Preventing Back Injuries in EMS

EMS World recently posted an in depth article on preventing back injuries in EMS.  This article explains how profound back injuries are in EMS and PLAD's mission is to significantly lower these numbers of back injuries by offering a device to lift patients that physically removes the EMS personnel from the actually lifting of that patient.

Article by:  EMS World

Back injuries account for more than 20% of all workplace injuries in the United States and are a particular problem in EMS, where at any given time nearly 10% of the workforce is out of work from injury. As a result, nearly 25% of all EMS workers experience career-ending back injuries within the first four years of their career. To put this in perspective, from 2000–2010, FDNY EMS alone experienced 500 annual back injuries, and if a quarter of those resulted in careers ending, that’s 125 open positions each year from injury alone. The Centers for Disease Control and Prevention monitors EMS workers’ injuries, and in the most recent data set available, more than 27,000 EMS workers experienced on-the-job injuries and illnesses, and more than 21% of those injuries were to the lower back.

The financial burden is not insignificant. Each year back injuries cost the economy nearly $50 billion in direct medical bills and lost revenue, and $20 billion of this cost is in injuries related to the healthcare profession. This exceeds the cost of back injuries in construction, mining and manufacturing. Each individual back sprain carries an anticipated direct cost of just over $18,000 in physician and medical bills, lost income and employer costs.

Consequences of Back InjuriesBack injuries not only affect employees but can have profound consequences on employers as well. An injury leaves the employee unable to perform routine duties. Staff may be restricted to light-duty work or left to recover at home. This time away is not vacation; back injuries interfere in nearly every aspect of daily living. On the employer side, there are workers’ compensation payments and open positions that must be backfilled with other staff, possibly in the form of forced overtime. Overtime shifts are not only expensive, they also drive up provider fatigue, increasing healthy staff members’ risk of injury.
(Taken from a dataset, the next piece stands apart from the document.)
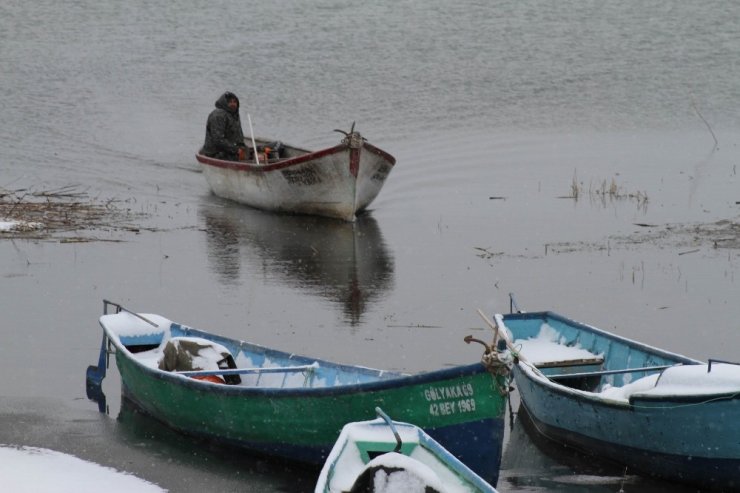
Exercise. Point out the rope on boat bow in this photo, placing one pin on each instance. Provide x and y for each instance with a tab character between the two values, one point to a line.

More than half (62%) of all prehospital provider back injuries result from lifting patients. These injuries are a consequence of three major factors: significant lifting forces (patient weight), repetitive movements and awkward positions. Prehospital back injury statistics have not changed significantly in the past decade despite the introduction of many safe-lifting devices (e.g., automatic-lift stretchers, slide boards, slide sheets, bariatric equipment). EMS industrial partners have not failed to provide us adequate equipment; the opposite is true: EMS systems have been offered incredible and very effective tools to do their jobs. The truth is that back injury reduction requires more than a single strategy. A 2008 BMJ article supports this idea, finding there is little to no evidence that the introduction of training, lifting equipment and advice can prevent back pain or disability. The review’s author did not suggest that back injuries are unpreventable, but she concluded that single applications of training and the introduction of single devices for lifting fall short. A back injury-prevention program must be comprehensive and address prevention, training and monitoring.